The JDBC 3.0 spec does not mention canceling statements. The SQLstream JDBC driver implements Statement.cancel as described in the Sun document guidance for JDBC driver writers. The Sun document describes Statement.cancel as being primarily for multithreaded processing where one thread needs to cancel a long-running statement in another thread. The assumption is that a "long-running statement" is taking a long time to compute, either to perform its insert/update or to return a row, and that the thread running that statement is blocked, requiring the intervention of a second thread.

The SQLstream JDBC driver also implements Statement.cancel in a single-threaded context to interrupt long-running PreparedStatements, while retaining the streaming machinery necessary to handle new values that may be supplied to the statement's bind variables. When a client application supplies new parameter values and re-executes, the statement is already prepared and the streaming machinery is ready to handle inputs satisfying the new values.

Here is a sequence description of such an app/driver interaction:

Application Actions

Driver Actions

Application prepares query with bind params.

Driver prepares statement.

Application supplies param values and executes PreparedStatement.

Driver executes statementId w/ first set of param values.

Application gets first ResultSet and reads rows.

Driver reads data from SDP stream.

Application cancels PreparedStatement.

Driver cancels statementId;

Driver flushes SDP stream by reading and discarding data until EOS;

Driver closes first ResultSet, but SDP stream remains open for Statement.

Application supplies 2nd set of param values and re-executes PreparedStatement.

Driver executes statementId w/ 2nd set of param values.

Application gets 2nd ResultSet and reads rows.

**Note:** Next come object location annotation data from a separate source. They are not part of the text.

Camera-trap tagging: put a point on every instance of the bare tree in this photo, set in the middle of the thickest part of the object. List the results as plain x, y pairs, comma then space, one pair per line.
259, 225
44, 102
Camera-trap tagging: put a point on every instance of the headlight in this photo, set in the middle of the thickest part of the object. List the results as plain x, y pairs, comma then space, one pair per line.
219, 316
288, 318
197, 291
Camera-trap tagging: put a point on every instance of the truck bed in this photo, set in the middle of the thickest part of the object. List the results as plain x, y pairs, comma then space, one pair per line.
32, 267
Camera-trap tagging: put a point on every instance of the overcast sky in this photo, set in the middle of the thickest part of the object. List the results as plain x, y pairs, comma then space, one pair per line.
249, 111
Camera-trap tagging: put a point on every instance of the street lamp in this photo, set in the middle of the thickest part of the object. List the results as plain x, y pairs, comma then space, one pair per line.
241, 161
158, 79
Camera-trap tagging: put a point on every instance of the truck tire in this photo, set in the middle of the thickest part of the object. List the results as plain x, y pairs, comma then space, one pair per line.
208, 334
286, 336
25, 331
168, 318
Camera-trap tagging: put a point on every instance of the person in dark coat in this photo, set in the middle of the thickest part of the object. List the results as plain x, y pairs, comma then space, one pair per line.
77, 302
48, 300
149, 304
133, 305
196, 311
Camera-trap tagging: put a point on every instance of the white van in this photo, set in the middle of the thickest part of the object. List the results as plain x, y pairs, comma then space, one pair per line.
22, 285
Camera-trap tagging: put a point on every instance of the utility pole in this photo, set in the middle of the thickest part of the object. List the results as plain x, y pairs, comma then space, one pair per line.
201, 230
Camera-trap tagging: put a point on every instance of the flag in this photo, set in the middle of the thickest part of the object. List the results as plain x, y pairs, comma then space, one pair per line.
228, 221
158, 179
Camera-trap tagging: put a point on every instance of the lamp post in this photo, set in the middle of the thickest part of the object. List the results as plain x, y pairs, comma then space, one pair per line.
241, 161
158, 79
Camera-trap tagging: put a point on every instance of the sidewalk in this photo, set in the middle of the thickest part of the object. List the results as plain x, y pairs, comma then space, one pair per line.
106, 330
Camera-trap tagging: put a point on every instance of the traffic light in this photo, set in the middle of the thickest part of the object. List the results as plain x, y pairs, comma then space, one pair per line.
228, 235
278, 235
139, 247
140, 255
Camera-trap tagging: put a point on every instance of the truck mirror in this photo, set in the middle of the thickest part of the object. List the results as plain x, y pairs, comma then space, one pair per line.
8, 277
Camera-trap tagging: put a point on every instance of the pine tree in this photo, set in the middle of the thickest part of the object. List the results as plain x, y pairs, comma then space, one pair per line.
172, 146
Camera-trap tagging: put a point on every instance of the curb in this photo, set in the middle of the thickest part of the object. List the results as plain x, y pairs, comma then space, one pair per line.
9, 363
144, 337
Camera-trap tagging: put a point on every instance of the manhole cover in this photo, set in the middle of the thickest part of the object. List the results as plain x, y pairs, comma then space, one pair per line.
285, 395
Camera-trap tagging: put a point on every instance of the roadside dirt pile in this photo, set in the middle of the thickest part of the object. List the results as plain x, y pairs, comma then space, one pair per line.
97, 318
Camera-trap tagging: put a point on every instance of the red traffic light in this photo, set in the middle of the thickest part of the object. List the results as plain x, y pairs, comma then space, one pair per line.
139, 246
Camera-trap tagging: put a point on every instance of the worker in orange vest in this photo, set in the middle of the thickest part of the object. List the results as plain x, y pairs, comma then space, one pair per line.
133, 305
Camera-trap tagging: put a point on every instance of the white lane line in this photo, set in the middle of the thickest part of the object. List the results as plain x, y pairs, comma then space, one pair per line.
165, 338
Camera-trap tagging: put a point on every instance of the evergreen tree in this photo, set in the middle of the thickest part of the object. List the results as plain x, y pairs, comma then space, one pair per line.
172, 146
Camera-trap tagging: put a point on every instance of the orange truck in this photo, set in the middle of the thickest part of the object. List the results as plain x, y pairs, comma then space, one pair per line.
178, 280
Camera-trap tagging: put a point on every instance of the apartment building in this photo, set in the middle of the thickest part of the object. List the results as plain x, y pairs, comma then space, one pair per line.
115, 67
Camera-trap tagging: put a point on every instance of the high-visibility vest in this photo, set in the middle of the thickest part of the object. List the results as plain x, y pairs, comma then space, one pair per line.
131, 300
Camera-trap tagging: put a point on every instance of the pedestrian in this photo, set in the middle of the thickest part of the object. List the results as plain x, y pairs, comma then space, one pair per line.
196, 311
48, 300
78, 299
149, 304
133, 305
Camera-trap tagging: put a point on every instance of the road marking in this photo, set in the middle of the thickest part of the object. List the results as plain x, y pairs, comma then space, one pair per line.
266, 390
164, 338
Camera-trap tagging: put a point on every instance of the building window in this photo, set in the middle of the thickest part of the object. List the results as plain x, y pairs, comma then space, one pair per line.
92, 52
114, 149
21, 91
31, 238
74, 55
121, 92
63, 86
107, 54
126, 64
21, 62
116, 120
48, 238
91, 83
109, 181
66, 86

Driver reads data from same SDP stream.

Application closes PreparedStatement.

Driver shuts down SDP stream;

Driver disposes statementId;

Driver closes ResultSet, if left open .

A typical client application may not (and is not required to) explicitly cancel the Java PreparedStatement in between executions. More likely the application simply stops reading incoming rows, supplies the 2nd set of parameter values, and re-executes. In this case, the driver implicitly cancels the running statement and closes the first ResultSet before performing the 2nd execute.

Sending Rowtime Bounds

To illustrate the use of rowtime bounds, consider the example of a rolling hourly summary query against a stream of trades.

-- stream definition

CREATE STREAM trades

      ( rowtime TIMESTAMP

      , ticker  VARCHAR(6)

      , shares  INTEGER

      , price   DECIMAL

      );

-- rolling window query, benefits from rowtime bounds

SELECT STREAM hour, ticker, SUM(shares), AVG(price) FROM

  (SELECT STREAM FLOOR(rowtime TO HOUR) as hour

        , ticker, shares, price

     FROM trades)

GROUP by hour, ticker;

 

A client application writes data into the stream trades by executing a prepared INSERT statement.

java.sql.PreparedStatement pstmt = connection.prepareStatement(

   "INSERT INTO trades(rowtime, ticker, shares, price) VALUES (?,?,?,?)"

   ); ...

while (true) {

   -- somehow check for data

   if (haveData) {

       String ticker;

       int shares;

       java.sql.Decimal price;

       ...

       -- bind the columns

       pstmt.setTimestamp(1, new java.sql.Timestamp()); -- rowtime = current time

       stmt.setString(2, ticker);

       pstmt.setInteger(3, shares);

       pstmt.setDecimal(4, price);

       -- insert another row

       pstmt.executeUpdate();

   } else {

       -- somehow check for new hour and whether idle since hour changed

       if (needRowtimeBound) {

           -- downcast the PreparedStatement,

           -- to use the SQLstream extended interface

           StreamingStatement sstmt = (StreamingStatement) pstmt;

           sstmt.setRowtimeBound(new Timestamp(System.currentTimeMillis()));

       }

   }

}

 

In order to cooperate with the rolling hourly averages, the client is well-mannered and chimes in every hour on the hour to announce, "no more inserts for the current hour," using setRowtimeBound.